Many of the children tried to flee Afghanistan with their families but got separated in the chaos, advocates say. Some lost touch with their parents during the bombing at Kabul's Hamid Karzai International Airport. And some of their parents didn't survive the terror attack.
Officials say the vast majority of the 1,450 children who were brought to the United States without their parents were quickly released to live with sponsors -- including other family members they fled with or relatives who were already living in the United States. Some were reunited with family via an expedited screening process the Biden administration created for the Afghan children.
But about 250 of the children remain in US government custody, according to statistics the Office of Refugee Resettlement recently provided to CNN. And most of those children, advocates say, have no family members to reunite with in the United States.
Families and advocates who spoke with CNN said the children, already traumatized by what they went through in Afghanistan, now are living in limbo and desperate for answers about what's next.
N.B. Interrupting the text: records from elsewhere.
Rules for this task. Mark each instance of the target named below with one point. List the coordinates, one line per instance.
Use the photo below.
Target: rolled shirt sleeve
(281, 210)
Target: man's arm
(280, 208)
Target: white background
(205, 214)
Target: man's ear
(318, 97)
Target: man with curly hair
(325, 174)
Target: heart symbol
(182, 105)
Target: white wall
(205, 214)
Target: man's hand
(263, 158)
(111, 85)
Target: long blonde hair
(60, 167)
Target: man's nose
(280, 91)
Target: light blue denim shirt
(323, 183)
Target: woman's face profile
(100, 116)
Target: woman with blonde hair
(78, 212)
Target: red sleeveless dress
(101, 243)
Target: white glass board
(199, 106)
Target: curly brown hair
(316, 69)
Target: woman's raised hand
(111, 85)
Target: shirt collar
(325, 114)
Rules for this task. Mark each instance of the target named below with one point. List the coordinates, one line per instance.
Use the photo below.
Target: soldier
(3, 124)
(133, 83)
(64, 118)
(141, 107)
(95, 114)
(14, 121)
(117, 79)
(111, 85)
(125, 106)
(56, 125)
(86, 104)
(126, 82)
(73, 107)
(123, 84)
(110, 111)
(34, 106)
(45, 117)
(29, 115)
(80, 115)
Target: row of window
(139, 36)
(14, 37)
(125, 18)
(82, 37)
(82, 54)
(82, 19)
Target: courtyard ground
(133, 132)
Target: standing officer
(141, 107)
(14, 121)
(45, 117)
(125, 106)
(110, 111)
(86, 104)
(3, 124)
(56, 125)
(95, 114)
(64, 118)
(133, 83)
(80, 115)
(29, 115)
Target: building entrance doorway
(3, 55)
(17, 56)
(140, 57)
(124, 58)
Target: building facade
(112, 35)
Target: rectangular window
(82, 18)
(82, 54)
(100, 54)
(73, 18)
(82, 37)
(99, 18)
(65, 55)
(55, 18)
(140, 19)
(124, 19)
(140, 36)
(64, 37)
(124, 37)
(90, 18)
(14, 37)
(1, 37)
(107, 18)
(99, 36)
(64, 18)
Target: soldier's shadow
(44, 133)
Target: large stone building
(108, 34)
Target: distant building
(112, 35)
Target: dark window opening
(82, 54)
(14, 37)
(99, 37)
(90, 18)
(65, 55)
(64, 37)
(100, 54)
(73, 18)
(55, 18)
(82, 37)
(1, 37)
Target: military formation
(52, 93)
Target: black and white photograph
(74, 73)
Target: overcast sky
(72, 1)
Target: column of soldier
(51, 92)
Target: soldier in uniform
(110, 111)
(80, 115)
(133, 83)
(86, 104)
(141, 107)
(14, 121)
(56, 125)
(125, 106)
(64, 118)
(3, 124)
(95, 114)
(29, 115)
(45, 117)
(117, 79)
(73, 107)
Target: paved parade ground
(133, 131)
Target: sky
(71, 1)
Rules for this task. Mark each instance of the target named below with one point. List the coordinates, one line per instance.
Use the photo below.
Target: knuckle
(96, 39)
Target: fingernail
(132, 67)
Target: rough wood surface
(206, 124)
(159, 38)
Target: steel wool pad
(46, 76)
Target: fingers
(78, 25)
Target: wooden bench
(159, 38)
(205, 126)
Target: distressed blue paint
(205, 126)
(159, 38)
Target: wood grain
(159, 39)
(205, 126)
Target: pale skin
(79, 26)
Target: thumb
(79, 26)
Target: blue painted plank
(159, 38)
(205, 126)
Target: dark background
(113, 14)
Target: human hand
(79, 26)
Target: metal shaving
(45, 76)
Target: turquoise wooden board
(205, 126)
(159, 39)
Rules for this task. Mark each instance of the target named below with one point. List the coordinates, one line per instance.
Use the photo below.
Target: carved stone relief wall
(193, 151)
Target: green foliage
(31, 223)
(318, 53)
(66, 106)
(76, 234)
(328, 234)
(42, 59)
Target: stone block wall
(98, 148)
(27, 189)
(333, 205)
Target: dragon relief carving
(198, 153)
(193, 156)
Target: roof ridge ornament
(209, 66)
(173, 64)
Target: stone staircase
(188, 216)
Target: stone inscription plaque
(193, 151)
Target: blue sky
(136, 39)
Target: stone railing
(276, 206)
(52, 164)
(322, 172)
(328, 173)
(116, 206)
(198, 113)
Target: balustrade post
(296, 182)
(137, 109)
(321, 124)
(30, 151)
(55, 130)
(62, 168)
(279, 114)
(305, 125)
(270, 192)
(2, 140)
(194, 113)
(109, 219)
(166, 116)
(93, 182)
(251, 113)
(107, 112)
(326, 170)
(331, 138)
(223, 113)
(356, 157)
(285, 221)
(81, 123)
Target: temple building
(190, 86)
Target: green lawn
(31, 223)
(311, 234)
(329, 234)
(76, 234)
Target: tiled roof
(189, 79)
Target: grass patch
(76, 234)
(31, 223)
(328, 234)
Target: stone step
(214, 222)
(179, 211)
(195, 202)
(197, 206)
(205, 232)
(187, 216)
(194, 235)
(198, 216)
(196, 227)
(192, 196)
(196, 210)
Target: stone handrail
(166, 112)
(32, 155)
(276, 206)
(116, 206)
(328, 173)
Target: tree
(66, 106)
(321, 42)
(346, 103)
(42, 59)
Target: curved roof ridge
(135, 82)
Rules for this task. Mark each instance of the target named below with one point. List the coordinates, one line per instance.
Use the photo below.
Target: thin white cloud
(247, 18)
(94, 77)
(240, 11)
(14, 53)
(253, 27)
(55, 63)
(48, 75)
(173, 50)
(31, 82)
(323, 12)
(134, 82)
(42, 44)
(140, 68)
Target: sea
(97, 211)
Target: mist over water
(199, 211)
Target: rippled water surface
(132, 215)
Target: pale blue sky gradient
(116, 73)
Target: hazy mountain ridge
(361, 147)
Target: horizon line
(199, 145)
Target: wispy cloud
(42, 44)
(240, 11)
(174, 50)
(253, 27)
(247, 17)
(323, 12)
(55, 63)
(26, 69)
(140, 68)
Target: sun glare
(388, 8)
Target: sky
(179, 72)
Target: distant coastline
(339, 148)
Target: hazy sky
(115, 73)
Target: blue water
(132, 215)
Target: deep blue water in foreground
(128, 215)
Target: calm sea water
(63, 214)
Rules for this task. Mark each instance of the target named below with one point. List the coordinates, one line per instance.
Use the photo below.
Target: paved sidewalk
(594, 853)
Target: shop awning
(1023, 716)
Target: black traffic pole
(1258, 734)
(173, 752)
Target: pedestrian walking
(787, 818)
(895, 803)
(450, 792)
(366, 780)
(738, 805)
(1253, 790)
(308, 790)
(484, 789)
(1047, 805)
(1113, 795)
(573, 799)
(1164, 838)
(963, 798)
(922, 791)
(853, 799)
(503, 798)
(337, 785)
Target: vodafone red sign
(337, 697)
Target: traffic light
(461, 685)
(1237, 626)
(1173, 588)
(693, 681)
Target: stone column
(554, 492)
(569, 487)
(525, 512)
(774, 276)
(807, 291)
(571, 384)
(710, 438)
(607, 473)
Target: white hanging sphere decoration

Video calls with their parents are a lifeline

Two teenage boys sit on a sofa in a living room in Northern Virginia, looking lost.
Ramin, 17, and Emal, 16, weren't supposed to come to the United States without their parents.
The close friends, who CNN is only identifying by their first names to protect their families' safety, were neighbors in Kabul. Together, they tried to flee the country with their families in August. But they got separated in the airport attack. Only the boys and an uncle made it out. Their parents and siblings remained behind.
When Ramin got to the United States in September, he was frantic, says Wida Amir, a board member of the Afghan-American Foundation who met him when she was helping translate for evacuees who'd recently arrived.
"He was like, 'Take me back -- send me back,'" Amir recalls.
Fear for his parents' and siblings' safety overwhelmed Ramin. Back in Kabul, he'd been so close with his 18-month-old little brother -- they'd been spending almost 24 hours a day together -- he couldn't imagine living apart.
One night, at the Virginia shelter where he and Emal were taken after their arrival, Ramin woke up clutching his pillow like a baby and calling his brother's name.
Emal, 16, says he wishes every day for a chance to reunite with his parents.
After spending more than a month at the shelter, the boys are now living with Emal's uncle and his family, who came to the US nearly five years ago on a special immigrant visa after working with USAID in Afghanistan.
The teens have started attending high school and say they're trying to focus on building a new life in the United States. They're grateful for the chance to live in safety. But adjusting has been hard, knowing their families in Afghanistan are still in danger.